Agent Skills: Find Tool

Use to find, compare, and recommend current tools, packages, libraries, CLIs, VSCode extensions, agent skills, databases, or infrastructure options for a development task.

UncategorizedID: paulrberg/dot-agents/find-tool

Install this agent skill to your local

pnpm dlx add-skill https://github.com/PaulRBerg/dot-agents/tree/HEAD/skills/find-tool

Skill Files

Browse the full folder contents for find-tool.

Download Skill

Loading file tree…

skills/find-tool/SKILL.md

Skill Metadata

Name
find-tool
Description
Use to find, compare, and recommend current tools, packages, libraries, CLIs, VSCode extensions, agent skills, databases, or infrastructure options for a development task.

Find Tool

Find and evaluate current tools, packages, and libraries across development ecosystems using fresh research.

Workflow

  1. Identify the target ecosystem from the user's request or repository context.
  2. Ask only when the task or ecosystem is ambiguous enough to change the recommendation.
  3. Search current sources; never rely only on training data because package and tool ecosystems change quickly.
  4. Compare the top 3-5 viable options using ecosystem-appropriate metrics.
  5. Recommend one option, explain the tradeoffs, and call out red flags.

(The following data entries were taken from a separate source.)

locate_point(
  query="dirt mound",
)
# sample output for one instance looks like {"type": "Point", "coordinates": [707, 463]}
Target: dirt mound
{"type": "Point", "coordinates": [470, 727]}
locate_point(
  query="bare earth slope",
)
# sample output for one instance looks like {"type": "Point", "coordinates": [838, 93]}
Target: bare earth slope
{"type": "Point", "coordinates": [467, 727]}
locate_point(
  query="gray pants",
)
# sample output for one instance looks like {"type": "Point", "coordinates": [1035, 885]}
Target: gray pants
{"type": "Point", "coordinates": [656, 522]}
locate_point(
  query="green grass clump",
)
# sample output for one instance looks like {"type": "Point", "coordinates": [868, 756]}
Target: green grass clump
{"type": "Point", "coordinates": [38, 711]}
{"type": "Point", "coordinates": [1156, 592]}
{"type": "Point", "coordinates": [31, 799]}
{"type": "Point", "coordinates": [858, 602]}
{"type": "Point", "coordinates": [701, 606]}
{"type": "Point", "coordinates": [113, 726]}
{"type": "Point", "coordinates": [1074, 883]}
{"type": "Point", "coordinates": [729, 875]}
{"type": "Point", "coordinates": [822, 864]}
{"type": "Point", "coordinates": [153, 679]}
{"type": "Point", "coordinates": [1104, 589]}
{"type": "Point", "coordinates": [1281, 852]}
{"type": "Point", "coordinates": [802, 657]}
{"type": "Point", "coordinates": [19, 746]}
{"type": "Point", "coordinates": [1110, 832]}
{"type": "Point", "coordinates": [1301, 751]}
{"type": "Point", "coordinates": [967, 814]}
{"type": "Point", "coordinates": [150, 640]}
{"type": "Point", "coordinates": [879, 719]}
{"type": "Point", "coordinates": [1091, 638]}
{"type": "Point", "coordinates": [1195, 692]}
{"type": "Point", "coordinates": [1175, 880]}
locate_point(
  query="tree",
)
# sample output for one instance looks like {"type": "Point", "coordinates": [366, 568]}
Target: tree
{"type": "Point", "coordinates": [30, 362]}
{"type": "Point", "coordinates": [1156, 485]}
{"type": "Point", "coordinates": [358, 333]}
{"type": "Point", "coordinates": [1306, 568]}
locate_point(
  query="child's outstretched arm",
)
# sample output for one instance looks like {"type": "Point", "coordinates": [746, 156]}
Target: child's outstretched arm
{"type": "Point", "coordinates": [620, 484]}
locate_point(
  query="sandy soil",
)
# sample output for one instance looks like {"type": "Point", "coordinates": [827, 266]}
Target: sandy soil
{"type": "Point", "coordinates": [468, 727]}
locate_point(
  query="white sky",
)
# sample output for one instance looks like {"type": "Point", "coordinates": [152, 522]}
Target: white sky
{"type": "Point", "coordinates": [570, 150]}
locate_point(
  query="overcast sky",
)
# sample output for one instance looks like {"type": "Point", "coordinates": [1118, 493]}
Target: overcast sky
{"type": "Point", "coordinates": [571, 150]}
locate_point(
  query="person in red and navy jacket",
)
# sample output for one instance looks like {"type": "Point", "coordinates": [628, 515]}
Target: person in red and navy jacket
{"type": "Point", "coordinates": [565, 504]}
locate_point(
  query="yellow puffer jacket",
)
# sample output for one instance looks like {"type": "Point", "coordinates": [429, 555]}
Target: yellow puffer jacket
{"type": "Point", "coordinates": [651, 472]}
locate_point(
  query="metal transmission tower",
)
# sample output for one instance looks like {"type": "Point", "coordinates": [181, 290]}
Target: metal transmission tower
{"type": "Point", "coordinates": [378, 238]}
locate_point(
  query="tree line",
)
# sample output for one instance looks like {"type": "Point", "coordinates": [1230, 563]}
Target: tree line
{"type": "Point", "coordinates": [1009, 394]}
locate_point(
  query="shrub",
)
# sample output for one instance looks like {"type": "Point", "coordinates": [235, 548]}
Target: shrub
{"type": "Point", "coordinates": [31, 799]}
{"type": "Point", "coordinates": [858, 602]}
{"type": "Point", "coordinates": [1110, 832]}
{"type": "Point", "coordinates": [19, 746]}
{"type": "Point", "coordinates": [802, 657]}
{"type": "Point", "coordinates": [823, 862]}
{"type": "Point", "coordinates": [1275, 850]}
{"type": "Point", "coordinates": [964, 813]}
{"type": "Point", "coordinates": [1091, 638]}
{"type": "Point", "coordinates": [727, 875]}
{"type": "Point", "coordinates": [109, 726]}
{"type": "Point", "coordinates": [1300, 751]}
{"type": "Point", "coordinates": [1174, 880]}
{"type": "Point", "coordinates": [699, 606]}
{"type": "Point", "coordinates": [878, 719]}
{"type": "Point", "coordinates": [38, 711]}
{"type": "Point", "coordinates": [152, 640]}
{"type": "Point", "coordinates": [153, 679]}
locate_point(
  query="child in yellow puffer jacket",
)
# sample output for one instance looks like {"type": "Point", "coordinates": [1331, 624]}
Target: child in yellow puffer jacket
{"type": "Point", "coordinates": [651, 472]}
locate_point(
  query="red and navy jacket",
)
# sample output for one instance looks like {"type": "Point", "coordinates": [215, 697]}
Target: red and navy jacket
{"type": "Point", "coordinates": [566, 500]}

Use references/find-tool.md for ecosystem-specific search queries, source priorities, evaluation criteria, output tables, install commands, red flags, and examples.

Ecosystem Defaults

  • Default to JavaScript/TypeScript npm packages and Node.js tooling when no ecosystem is specified and repo context is unavailable.
  • Route Python requests to PyPI, uv, pip, or Poetry.
  • Route Rust requests to crates.io, lib.rs, cargo, and relevant curated lists.
  • Route Go requests to pkg.go.dev, Go modules, and the standard library first.
  • Route CLI/system tool requests to GitHub, Homebrew, package managers, and maintained command-line tool lists.
  • Route VSCode extension requests to the VS Code Marketplace, Open VSX, GitHub, and extension changelogs.
  • Route agent skill requests to skills.sh, agentskills.io, GitHub, and broad web search; never rely on a single registry.
  • Route database and infrastructure requests to product docs, production-use comparisons, managed service docs, and operations references.

Research Requirements

  • Use web search or other current source lookups for every recommendation.
  • Prefer primary or authoritative sources for facts: official registries, package pages, docs, GitHub repositories, changelogs, security advisories, and marketplace listings.
  • Capture concrete evidence: GitHub URL, stars or adoption signal, release/update recency, install/download metric when available, license or security concerns when relevant, and ecosystem-specific fit.
  • Check whether the standard library or an already-available platform primitive solves the task before adding a dependency.
  • When researching agent skills, combine generic web search, skills.sh, agentskills.io, and GitHub searches for SKILL.md; registries miss skills published only in repositories or posts.

Recommendation Rules

  • Rank by adoption, maintenance, security/quality, documentation/DX, and performance, then apply ecosystem-specific tie-breakers from the reference.
  • For JavaScript/TypeScript, prefer native TypeScript, ESM, tree-shaking, small bundles, Bun compatibility, and minimal dependencies.
  • For Python, prefer typed, maintained packages with current Python support and low native-extension burden unless performance requires it.
  • For Rust, weigh unsafe usage, compile time, binary size, and no_std support when relevant.
  • For Go, prefer the standard library when suitable, then packages with minimal dependencies and idiomatic context.Context support.
  • For CLIs, weigh install method, startup time, output ergonomics, platform support, and plugin ecosystem.
  • For VSCode extensions, weigh installs, rating, activation cost, extension size, compatibility with Cursor, and permission surface.
  • For agent skills, weigh SKILL.md quality, cross-agent portability, bundled script risk, token footprint, license, and freshness.

Output

Present a concise recommendation:

  1. ### Recommended: <tool-name>
  2. Installation or adoption command when appropriate.
  3. Why this option wins, with concrete evidence.
  4. Key stats including GitHub URL and stars whenever available.
  5. Two or three alternatives with their differentiators.
  6. A comparison table using the ecosystem-specific columns in the reference.
  7. Red flags, caveats, or "no good package exists" if the research points that way.

For agent skills, provide source/adoption guidance instead of assuming the user's host-agent install command.

Final Check

  • Confirm current research was used.
  • Confirm the ecosystem and task fit.
  • Confirm multiple sources were checked.
  • Confirm GitHub URL and stars were included where available.
  • Confirm red flags and security/maintenance concerns were considered.
  • Confirm alternatives were compared, not merely listed.